JR can run with the secretive, hoodie-wearing sub-culture of graffiti artists, taggers, muralists, and stencilists who work under darkness in the world’s cities. In fact, JR’s first book, Carnet de Rue, chronicles the work of famous street artists—as famous as street artists can usually get. JR winning TED might just change this game.
Like all good art, it transcends easy definitions. It is art, plain, but never simple. It is art the way Andy Warhol understood it: public, recognizable, context-breaking. It is also the way Barbara Kruger might see it: in-your-face, assaulting sacrosanct assumptions, and unearthing dirty, not-so-little secrets.
It is immediate and politically urgent because it assaults viewers with the polluted, difficult lives of the downtrodden. It can be ugly, utilizing the beat-up, ramshackle surfaces of slums, favelas, and demolished neighborhoods. But, in the end, they are also photographs and they call us to witness.
One might think the slums alone would be enough to say it all. But as JR’s installations demonstrate, the buildings are just the beginning of the story. It’s what’s inside that counts, but the inside is what we cannot fathom. The First World also cannot fathom the Third World, especially the Third World which lives in the heart of advanced cities. It’s like the prime dilemma in Susan Sontag’s last book, Regarding the Pain of Others: we can bare witness to tragedy, we can view pain, but the experience is ungraspable unless lived. JR’s photographs at least bring us a little closer to the living.

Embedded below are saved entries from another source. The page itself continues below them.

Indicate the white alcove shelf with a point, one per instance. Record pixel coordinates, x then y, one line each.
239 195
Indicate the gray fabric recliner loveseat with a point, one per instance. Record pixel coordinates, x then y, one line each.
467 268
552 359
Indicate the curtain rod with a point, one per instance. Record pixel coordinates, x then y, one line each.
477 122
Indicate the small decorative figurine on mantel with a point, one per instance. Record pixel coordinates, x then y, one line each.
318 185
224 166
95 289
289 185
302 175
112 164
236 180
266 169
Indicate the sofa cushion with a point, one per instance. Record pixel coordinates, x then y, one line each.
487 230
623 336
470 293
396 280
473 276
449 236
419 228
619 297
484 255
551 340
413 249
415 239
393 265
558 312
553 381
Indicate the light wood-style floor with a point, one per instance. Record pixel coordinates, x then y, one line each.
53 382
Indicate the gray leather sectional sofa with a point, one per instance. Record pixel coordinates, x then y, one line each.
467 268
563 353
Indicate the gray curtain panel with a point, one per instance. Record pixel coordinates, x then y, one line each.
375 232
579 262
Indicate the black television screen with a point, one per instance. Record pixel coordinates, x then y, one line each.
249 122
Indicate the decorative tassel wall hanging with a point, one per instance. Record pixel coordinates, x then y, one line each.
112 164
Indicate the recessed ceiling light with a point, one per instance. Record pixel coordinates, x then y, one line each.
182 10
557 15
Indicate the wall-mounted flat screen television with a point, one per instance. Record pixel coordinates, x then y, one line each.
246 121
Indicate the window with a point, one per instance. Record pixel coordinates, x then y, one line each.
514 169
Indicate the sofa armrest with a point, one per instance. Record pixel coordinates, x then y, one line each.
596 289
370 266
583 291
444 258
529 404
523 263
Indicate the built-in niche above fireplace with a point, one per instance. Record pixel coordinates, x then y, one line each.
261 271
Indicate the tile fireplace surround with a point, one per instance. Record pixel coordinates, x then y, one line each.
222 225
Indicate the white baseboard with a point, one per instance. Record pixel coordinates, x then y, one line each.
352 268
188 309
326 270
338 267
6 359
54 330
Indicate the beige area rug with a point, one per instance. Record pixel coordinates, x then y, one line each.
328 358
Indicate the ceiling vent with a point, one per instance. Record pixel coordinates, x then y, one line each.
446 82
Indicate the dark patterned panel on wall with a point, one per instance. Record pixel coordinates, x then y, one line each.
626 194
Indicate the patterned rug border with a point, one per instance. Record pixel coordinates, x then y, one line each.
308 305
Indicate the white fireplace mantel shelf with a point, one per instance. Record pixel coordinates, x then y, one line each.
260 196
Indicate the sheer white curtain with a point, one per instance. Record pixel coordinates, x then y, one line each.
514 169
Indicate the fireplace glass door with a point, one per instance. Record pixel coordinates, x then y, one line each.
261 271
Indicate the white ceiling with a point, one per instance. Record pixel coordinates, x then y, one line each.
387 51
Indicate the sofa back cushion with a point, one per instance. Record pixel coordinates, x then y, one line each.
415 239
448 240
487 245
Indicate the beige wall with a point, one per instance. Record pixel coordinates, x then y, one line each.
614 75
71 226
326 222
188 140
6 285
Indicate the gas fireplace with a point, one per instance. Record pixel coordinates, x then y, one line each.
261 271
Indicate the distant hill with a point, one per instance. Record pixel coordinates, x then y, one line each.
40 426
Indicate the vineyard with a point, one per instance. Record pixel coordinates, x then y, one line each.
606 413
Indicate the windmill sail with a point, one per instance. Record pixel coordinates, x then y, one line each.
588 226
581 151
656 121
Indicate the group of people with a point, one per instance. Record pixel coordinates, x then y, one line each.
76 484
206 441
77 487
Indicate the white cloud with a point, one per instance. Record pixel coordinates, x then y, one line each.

As with past TED Prize winners, he will be able to use his $100,000 award to fulfill a “wish.” I have been told electronically that his wish will take the form of some sort of “mass art movement.” In looking at his work I take this to mean that it will be massive, for the masses, and of the masses. His wish will officially be announced on March 2nd at the 2011 TED Conference. Look for more on this story then. Until that time, keep your eyes open.